Committee chair Darren Jones said the government is “putting UK plc at significant risk by failing to take action in support of the semiconductor industry”.
He added: “Other countries are investing in the resilience of their semiconductor supply chains, yet ministers in the UK can’t even publish their semiconductor strategy on time.
“Semiconductors are essential components of modern technology and in the infrastructure required to reach net zero. The industry is expecting high growth in the coming decades, which is an opportunity for us to leverage our strategic lead in design and in energy-saving compound semiconductors.”
The committee report said that while several government departments have a vested interest in the chip industry, and interests may overlap, but because of the importance of semiconductors to so many sectors of the economy and the country’s national infrastructure, it is essential that a single government department, namely BEIS, takes on this responsibility.

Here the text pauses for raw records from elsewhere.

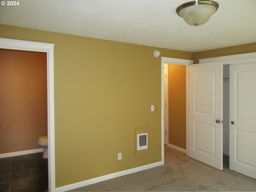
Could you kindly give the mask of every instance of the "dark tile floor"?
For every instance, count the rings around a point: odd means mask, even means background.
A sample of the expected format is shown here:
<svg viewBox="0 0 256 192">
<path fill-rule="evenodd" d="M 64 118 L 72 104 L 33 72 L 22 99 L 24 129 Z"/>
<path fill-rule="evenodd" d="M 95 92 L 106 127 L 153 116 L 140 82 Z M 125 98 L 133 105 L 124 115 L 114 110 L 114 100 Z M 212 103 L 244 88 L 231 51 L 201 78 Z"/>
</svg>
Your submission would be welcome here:
<svg viewBox="0 0 256 192">
<path fill-rule="evenodd" d="M 0 192 L 48 191 L 48 159 L 43 153 L 0 159 Z"/>
</svg>

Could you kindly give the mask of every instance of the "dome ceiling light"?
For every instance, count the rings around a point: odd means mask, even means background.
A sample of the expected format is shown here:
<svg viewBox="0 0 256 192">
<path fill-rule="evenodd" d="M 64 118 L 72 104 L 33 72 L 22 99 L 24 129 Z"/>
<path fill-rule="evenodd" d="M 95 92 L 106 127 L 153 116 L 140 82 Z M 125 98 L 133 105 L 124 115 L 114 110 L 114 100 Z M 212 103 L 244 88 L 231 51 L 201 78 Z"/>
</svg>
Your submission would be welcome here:
<svg viewBox="0 0 256 192">
<path fill-rule="evenodd" d="M 197 0 L 180 5 L 176 12 L 189 25 L 200 26 L 206 23 L 218 8 L 218 3 L 215 1 Z"/>
</svg>

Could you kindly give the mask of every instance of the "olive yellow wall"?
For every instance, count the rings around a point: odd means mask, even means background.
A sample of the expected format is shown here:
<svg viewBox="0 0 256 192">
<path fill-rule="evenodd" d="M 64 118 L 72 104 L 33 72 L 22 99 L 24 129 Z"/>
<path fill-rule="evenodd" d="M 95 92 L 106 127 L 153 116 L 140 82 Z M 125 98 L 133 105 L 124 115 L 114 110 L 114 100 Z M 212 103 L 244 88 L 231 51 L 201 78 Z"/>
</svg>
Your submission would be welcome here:
<svg viewBox="0 0 256 192">
<path fill-rule="evenodd" d="M 169 143 L 186 149 L 186 66 L 168 65 Z"/>
<path fill-rule="evenodd" d="M 161 160 L 161 58 L 153 52 L 192 53 L 4 25 L 0 37 L 55 44 L 56 187 Z M 136 157 L 140 127 L 148 154 Z"/>
</svg>

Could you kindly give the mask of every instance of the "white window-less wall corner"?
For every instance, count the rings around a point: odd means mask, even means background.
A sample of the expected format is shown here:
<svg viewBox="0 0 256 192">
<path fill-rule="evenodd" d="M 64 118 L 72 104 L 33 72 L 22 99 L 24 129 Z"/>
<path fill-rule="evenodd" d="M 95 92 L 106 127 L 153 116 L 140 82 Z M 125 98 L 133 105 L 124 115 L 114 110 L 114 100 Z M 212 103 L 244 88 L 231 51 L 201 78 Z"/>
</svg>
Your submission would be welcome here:
<svg viewBox="0 0 256 192">
<path fill-rule="evenodd" d="M 47 54 L 48 179 L 49 191 L 55 191 L 54 44 L 0 38 L 0 48 L 46 52 Z"/>
</svg>

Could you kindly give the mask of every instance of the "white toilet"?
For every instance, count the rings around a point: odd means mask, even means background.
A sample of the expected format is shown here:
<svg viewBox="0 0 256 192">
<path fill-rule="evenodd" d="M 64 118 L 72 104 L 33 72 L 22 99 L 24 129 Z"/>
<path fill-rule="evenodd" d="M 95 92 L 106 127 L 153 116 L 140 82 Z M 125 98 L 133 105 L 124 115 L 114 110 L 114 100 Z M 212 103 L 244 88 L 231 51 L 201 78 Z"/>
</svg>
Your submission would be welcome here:
<svg viewBox="0 0 256 192">
<path fill-rule="evenodd" d="M 38 145 L 44 148 L 43 158 L 48 158 L 48 136 L 43 136 L 38 138 Z"/>
</svg>

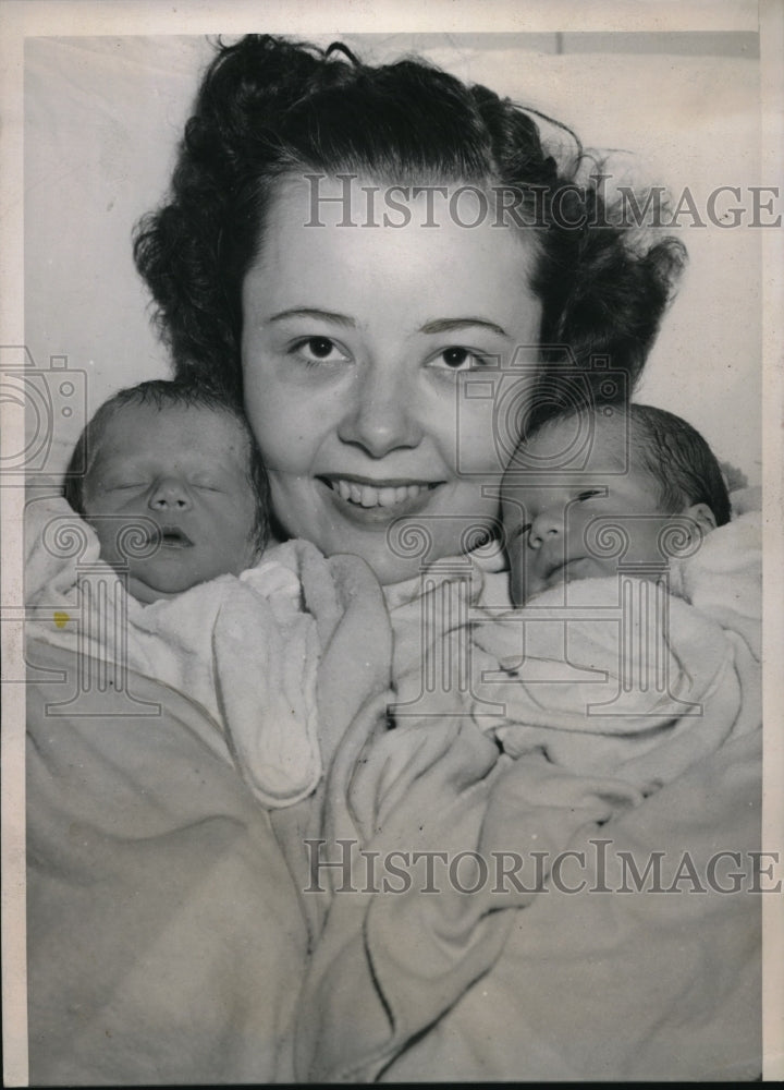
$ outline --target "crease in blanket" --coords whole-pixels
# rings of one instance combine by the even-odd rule
[[[281,601],[277,617],[294,617],[301,657],[282,664],[282,703],[274,706],[285,710],[297,695],[302,655],[315,651],[301,637],[316,637],[313,701],[329,767],[346,728],[367,736],[375,726],[365,705],[388,691],[391,630],[364,561],[327,561],[317,550],[305,556],[299,545],[305,553],[313,548],[291,543],[289,562],[302,574],[303,600],[315,619],[301,605],[293,603],[292,610]],[[45,549],[38,560],[34,576],[52,564]],[[56,568],[58,578],[62,566]],[[65,594],[72,574],[60,585]],[[280,581],[286,594],[292,579]],[[41,603],[52,604],[48,592]],[[299,615],[305,630],[296,628]],[[243,633],[226,628],[220,610],[216,617],[230,637],[219,642],[231,657]],[[89,664],[73,646],[37,640],[33,629],[27,644],[33,1081],[290,1081],[297,992],[323,915],[318,897],[303,894],[308,885],[303,836],[320,829],[323,777],[301,801],[270,810],[260,804],[253,782],[237,774],[221,725],[192,699],[192,690],[180,692],[128,669],[125,682],[136,714],[127,714],[123,694],[111,688],[87,689],[75,703],[79,669]],[[208,651],[210,634],[208,629]],[[275,649],[273,637],[269,640],[275,654],[284,644],[281,640]],[[91,667],[88,673],[100,676]],[[252,679],[235,664],[223,663],[223,678],[232,687],[224,688],[224,697],[247,695],[237,690],[247,690]],[[275,683],[274,677],[256,680]],[[307,683],[299,686],[303,698],[307,706]],[[57,704],[62,706],[53,714]],[[265,707],[269,711],[245,702],[242,722],[249,732],[242,744],[253,744]],[[150,708],[157,714],[144,714]],[[235,746],[240,763],[247,755]],[[285,766],[282,771],[286,774]],[[261,774],[269,783],[264,767]]]
[[[590,856],[596,844],[622,849],[640,874],[661,852],[670,877],[686,850],[705,875],[719,850],[758,849],[760,581],[758,554],[747,548],[756,531],[746,521],[714,534],[701,566],[682,573],[702,609],[673,603],[672,699],[647,697],[642,716],[627,707],[625,719],[586,719],[572,704],[552,729],[542,701],[518,685],[519,703],[506,716],[514,744],[500,753],[493,731],[477,729],[487,724],[471,722],[470,701],[461,698],[450,717],[444,693],[443,716],[399,724],[363,753],[353,775],[356,747],[343,754],[346,795],[330,800],[334,828],[381,857],[432,849],[487,858],[536,845],[549,860],[577,850],[590,860],[586,879],[598,884],[605,874],[622,881],[626,863],[618,869],[613,857],[603,871]],[[392,621],[403,645],[395,644],[395,663],[416,667],[422,647],[415,596],[397,608],[404,616],[399,625],[393,608]],[[601,668],[617,649],[610,642],[600,651]],[[596,665],[595,652],[587,663]],[[674,714],[683,701],[701,714]],[[362,865],[359,855],[352,868]],[[738,873],[751,881],[748,855]],[[736,1073],[738,1055],[747,1057],[740,1068],[759,1070],[751,1002],[759,898],[747,889],[559,896],[551,876],[546,862],[537,882],[504,888],[505,897],[487,887],[461,896],[443,885],[428,896],[416,884],[400,894],[334,895],[301,997],[297,1076],[548,1079],[589,1070],[596,1078],[689,1078]],[[712,959],[723,949],[732,969],[719,972]],[[637,986],[635,965],[642,973]],[[517,1010],[520,1029],[510,1031]]]

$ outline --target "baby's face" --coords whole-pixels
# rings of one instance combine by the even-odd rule
[[[634,448],[626,455],[625,422],[595,417],[583,467],[560,469],[578,426],[575,417],[546,425],[520,451],[525,475],[515,459],[517,468],[513,463],[504,477],[503,522],[516,605],[559,583],[617,572],[618,556],[602,556],[597,544],[599,524],[591,534],[596,519],[611,517],[608,521],[628,535],[625,565],[661,568],[665,560],[660,534],[673,516],[661,508],[658,482],[635,464]],[[529,467],[549,468],[536,473],[540,484],[530,483],[536,470],[528,472]]]
[[[85,481],[87,520],[101,557],[126,564],[128,591],[140,602],[173,597],[255,560],[256,498],[248,439],[228,412],[201,407],[125,405],[109,421]],[[111,516],[111,518],[97,518]],[[118,547],[118,532],[144,523],[148,558]]]

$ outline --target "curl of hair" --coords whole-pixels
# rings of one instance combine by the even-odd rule
[[[602,408],[600,404],[569,408],[530,424],[523,445],[542,428],[583,413],[591,416],[601,428],[604,419]],[[657,483],[663,512],[676,514],[685,507],[705,504],[713,512],[718,526],[730,521],[730,494],[724,474],[715,455],[696,427],[666,409],[638,402],[614,404],[613,419],[622,421],[625,428],[629,464],[644,470]]]
[[[572,142],[563,162],[546,148],[537,118]],[[565,126],[421,60],[375,68],[341,44],[324,51],[269,35],[219,41],[169,197],[134,235],[177,376],[241,393],[242,284],[274,182],[296,170],[527,194],[537,208],[528,287],[543,307],[543,370],[555,366],[547,346],[566,344],[586,371],[592,355],[609,356],[630,390],[685,250],[673,239],[633,241],[597,177],[578,184],[584,160]]]
[[[109,424],[125,405],[154,405],[159,410],[172,405],[207,409],[210,412],[226,413],[236,421],[247,439],[247,477],[256,500],[254,544],[257,552],[262,553],[269,542],[271,501],[261,453],[238,399],[221,387],[201,382],[151,379],[119,390],[105,401],[84,427],[65,470],[63,497],[71,508],[83,517],[89,513],[85,508],[85,484],[100,457],[101,443]],[[78,471],[79,467],[84,467],[82,472]]]

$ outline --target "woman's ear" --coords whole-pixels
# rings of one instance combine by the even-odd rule
[[[715,530],[715,516],[707,504],[693,504],[691,507],[687,507],[681,513],[687,514],[690,519],[695,520],[697,525],[700,528],[703,537],[706,534],[709,534],[711,530]]]

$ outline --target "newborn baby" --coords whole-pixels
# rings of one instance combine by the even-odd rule
[[[79,438],[71,467],[82,464],[66,473],[65,499],[138,602],[238,576],[267,544],[261,458],[242,410],[218,395],[162,382],[121,391]]]
[[[759,552],[705,439],[648,405],[565,412],[518,446],[502,510],[522,608],[471,626],[477,724],[512,756],[639,783],[716,744],[734,659],[759,655]]]
[[[686,421],[641,404],[563,413],[526,436],[504,477],[512,600],[614,576],[620,562],[661,574],[670,528],[693,555],[728,521],[719,463]]]
[[[305,798],[321,774],[319,642],[301,576],[332,577],[305,542],[262,557],[267,477],[242,409],[183,383],[143,383],[98,410],[76,465],[70,506],[28,506],[28,634],[184,693],[262,802]],[[52,546],[63,524],[81,534],[78,558]]]

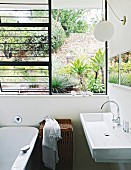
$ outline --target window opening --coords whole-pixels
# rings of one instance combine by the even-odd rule
[[[51,94],[50,0],[3,4],[10,8],[0,9],[1,94]]]

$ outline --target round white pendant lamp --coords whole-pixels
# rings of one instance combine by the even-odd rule
[[[102,20],[96,24],[96,27],[94,29],[94,37],[98,41],[101,41],[101,42],[105,42],[105,41],[110,40],[112,38],[113,34],[114,34],[114,26],[113,26],[113,24],[110,21],[107,21],[106,19],[104,19],[103,1],[104,0],[102,0]],[[123,19],[120,19],[116,15],[116,13],[114,12],[114,10],[110,6],[110,4],[107,2],[107,0],[105,0],[104,2],[106,2],[109,5],[109,8],[114,13],[115,17],[119,21],[121,21],[123,25],[125,25],[126,24],[126,16],[124,16]]]
[[[94,29],[94,37],[101,42],[110,40],[113,34],[114,26],[110,21],[102,20]]]

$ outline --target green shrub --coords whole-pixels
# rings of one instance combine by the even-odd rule
[[[52,78],[53,93],[69,93],[73,90],[74,84],[66,76],[54,75]]]
[[[66,38],[66,34],[61,24],[52,19],[52,52],[60,48]]]

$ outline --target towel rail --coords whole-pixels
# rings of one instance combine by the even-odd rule
[[[73,169],[73,126],[71,119],[56,119],[61,128],[62,139],[58,141],[59,163],[56,170]],[[39,138],[42,141],[45,120],[39,123]]]

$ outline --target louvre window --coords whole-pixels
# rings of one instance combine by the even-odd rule
[[[51,94],[50,1],[45,4],[2,5],[1,94]]]

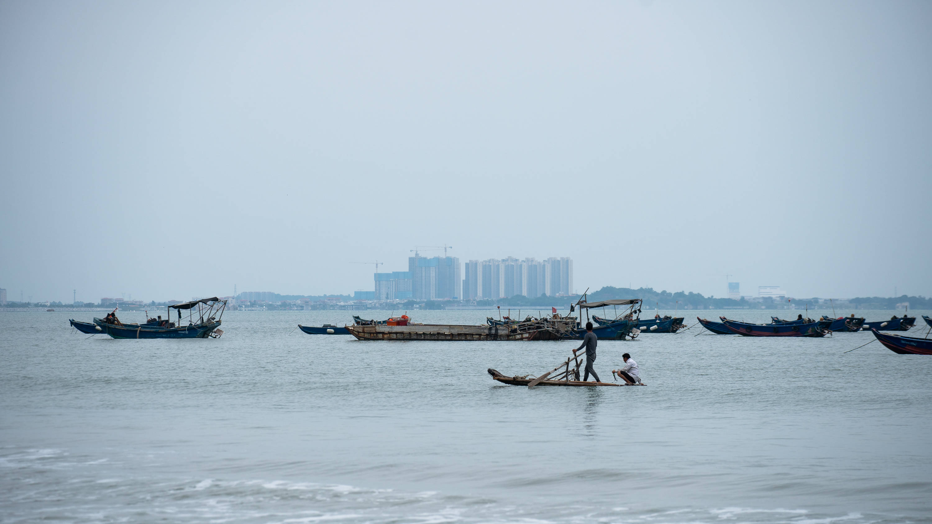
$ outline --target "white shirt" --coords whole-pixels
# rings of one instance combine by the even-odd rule
[[[640,378],[640,375],[637,374],[637,363],[635,362],[634,358],[628,358],[628,361],[622,367],[622,370],[636,379]]]

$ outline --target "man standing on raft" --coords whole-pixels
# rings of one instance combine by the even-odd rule
[[[596,369],[593,369],[592,364],[596,361],[596,344],[597,343],[597,337],[596,333],[592,332],[592,322],[585,323],[585,337],[582,338],[582,343],[579,347],[573,350],[573,355],[576,352],[582,349],[585,346],[585,374],[583,375],[582,382],[589,381],[589,373],[596,379],[596,382],[600,383],[602,381],[598,380],[598,375],[596,373]]]

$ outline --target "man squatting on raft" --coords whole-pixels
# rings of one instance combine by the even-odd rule
[[[637,363],[635,362],[631,356],[625,353],[622,356],[624,359],[624,367],[621,369],[612,369],[612,374],[617,374],[620,379],[624,381],[627,385],[640,384],[644,385],[644,383],[640,382],[640,376],[638,376],[639,371],[637,370]]]
[[[592,373],[592,376],[596,378],[596,382],[602,382],[598,380],[598,375],[596,374],[596,369],[592,367],[592,363],[596,361],[596,344],[598,343],[596,341],[597,337],[596,333],[592,332],[592,322],[586,322],[585,336],[582,337],[582,343],[573,350],[573,355],[576,355],[577,351],[585,346],[585,374],[583,375],[582,382],[589,381],[589,373]]]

It called for the forthcoming strategy to include an analysis of the semiconductor production and supply chain, a heat map showing where different semiconductor industries and niches are located and how they are positioned with regard to the supply of skills, equipment and research.
“In addition, we recommend that the government produces a risk and resilience strategy for the semiconductor industry alongside its Semiconductor Strategy, as a matter of urgency,” said the report.
Although no country, including the UK, has an end-to-end supply chain for semiconductors, it does have tradeable strengths, the report added. It should therefore do more to work with international trade partners, such as its US and EU counterparts, and “engage with Taiwanese and other major companies to secure significant inward investment in the UK”.